From roughly 2018 to 2020, Tanner Laycock lived at Dennis Yu’s home in Phoenix, Arizona. This wasn’t a formal arrangement. It grew out of the mentorship — Tanner was working full-time with BlitzMetrics, and it made more sense for him to be based where Dennis was based than to be anywhere else. What resulted was two years of daily proximity to one of the most productive people in digital marketing, and a rhythm of life that Tanner describes as transformative.
The Daily Routine: Gym, Basketball, and Golf
The days had structure. Morning gym sessions were a constant — Tanner had come from a competitive football background at Saint Vincent College, and the discipline of training carried into his new life. Dennis, despite his demanding travel and work schedule, made fitness a priority too. They went together, often in the early morning before the work day started.

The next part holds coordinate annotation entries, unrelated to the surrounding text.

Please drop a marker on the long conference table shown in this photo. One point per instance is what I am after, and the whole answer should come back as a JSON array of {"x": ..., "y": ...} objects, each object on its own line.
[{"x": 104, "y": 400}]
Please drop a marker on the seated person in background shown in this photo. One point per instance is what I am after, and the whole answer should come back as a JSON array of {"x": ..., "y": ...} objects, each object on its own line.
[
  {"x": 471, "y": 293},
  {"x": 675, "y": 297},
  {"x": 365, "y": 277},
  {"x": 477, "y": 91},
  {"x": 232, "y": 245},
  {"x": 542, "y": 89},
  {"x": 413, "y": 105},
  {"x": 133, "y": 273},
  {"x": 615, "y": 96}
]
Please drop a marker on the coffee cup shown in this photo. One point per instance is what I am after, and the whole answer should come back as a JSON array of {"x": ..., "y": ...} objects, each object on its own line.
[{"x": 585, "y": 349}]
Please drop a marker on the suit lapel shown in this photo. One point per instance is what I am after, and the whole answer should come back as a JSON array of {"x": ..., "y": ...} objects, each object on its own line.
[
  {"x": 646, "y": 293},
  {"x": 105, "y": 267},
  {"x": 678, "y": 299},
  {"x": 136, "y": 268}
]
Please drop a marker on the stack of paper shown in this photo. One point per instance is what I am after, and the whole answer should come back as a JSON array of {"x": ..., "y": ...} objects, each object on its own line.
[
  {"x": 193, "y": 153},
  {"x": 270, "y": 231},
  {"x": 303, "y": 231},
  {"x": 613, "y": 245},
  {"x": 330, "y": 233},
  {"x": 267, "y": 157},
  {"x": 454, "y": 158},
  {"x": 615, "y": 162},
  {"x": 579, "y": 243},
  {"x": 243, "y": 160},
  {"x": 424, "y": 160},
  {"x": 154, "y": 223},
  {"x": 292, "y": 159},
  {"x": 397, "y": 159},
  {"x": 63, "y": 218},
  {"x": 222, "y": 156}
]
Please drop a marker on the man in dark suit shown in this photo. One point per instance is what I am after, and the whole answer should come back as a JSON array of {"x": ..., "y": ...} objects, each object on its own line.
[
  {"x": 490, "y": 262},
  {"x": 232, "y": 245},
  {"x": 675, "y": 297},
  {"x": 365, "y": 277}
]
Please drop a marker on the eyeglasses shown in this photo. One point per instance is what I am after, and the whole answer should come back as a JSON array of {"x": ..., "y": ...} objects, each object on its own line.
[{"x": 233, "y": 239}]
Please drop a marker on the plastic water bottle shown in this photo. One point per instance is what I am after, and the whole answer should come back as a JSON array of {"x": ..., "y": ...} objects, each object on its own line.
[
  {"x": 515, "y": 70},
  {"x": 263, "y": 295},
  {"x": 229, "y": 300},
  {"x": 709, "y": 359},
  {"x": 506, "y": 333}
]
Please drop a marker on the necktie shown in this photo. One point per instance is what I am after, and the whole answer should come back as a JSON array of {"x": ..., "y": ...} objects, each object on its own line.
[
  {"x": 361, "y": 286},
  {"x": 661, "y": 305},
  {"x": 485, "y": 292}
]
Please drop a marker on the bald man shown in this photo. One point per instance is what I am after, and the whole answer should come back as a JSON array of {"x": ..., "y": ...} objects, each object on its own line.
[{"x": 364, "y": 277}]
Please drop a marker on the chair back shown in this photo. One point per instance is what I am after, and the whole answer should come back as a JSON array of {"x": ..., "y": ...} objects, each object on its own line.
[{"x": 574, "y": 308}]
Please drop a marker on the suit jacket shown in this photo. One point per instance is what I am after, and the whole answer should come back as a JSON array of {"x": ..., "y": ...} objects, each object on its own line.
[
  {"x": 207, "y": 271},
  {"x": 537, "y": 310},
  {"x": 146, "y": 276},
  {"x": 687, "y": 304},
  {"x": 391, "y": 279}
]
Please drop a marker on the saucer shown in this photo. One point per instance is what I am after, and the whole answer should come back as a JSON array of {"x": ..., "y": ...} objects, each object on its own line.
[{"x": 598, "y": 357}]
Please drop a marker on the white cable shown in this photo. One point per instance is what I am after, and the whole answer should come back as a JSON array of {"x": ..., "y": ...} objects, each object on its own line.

Basketball was a near-daily activity. Phoenix has the weather for it — outdoor courts, long evenings, the kind of competitive casual play that keeps athletes sharp without the formality of organized sport. Tanner, a defensive back who had built his career on speed and discipline, was a natural on the court. Dennis, shorter and scrappier, played with the intensity he brought to everything.
Golf entered the picture as both recreation and business education. Phoenix has some of the best public and private golf courses in the country. Playing golf with Dennis meant playing with clients, partners, and the kind of entrepreneurs who do their best relationship-building on a fairway. Tanner learned the game — and learned that the game was a vehicle for something more. Today he runs GolfTanner, selling premium golf carts. The seeds were planted on those Phoenix courses.
BBQs, Dinners, and the People Who Came Through
Dennis’s home in Phoenix was a gathering place. Entrepreneurs, clients, young marketers, industry speakers — people came through constantly. The backyard BBQs documented in the Google Photos album capture this: Tanner standing in the backyard with tongs, cooking ribs, surrounded by people mid-conversation about marketing, business, and ideas. That’s how it worked. Work and life were not separated. They were the same thing.
Pool days, casual dinners at the ramen spot down the road, late nights working on campaigns — two years of this daily texture is what turned a promising young football player into a marketer, a speaker, and an entrepreneur. It wasn’t a training program. It was a life, lived at full intensity, with someone who was already doing at scale what Tanner wanted to do.
What Those Two Years Built
Ask Tanner what he got from those two years in Phoenix and he doesn’t list skills or credentials. He talks about standards. Seeing how Dennis approached every day — the consistency, the work ethic, the refusal to treat any interaction as unimportant — set a standard that Tanner carries with him. That standard is visible in how he operates GolfTanner now: showing up every day, documenting everything, treating every customer conversation as the most important one of the day.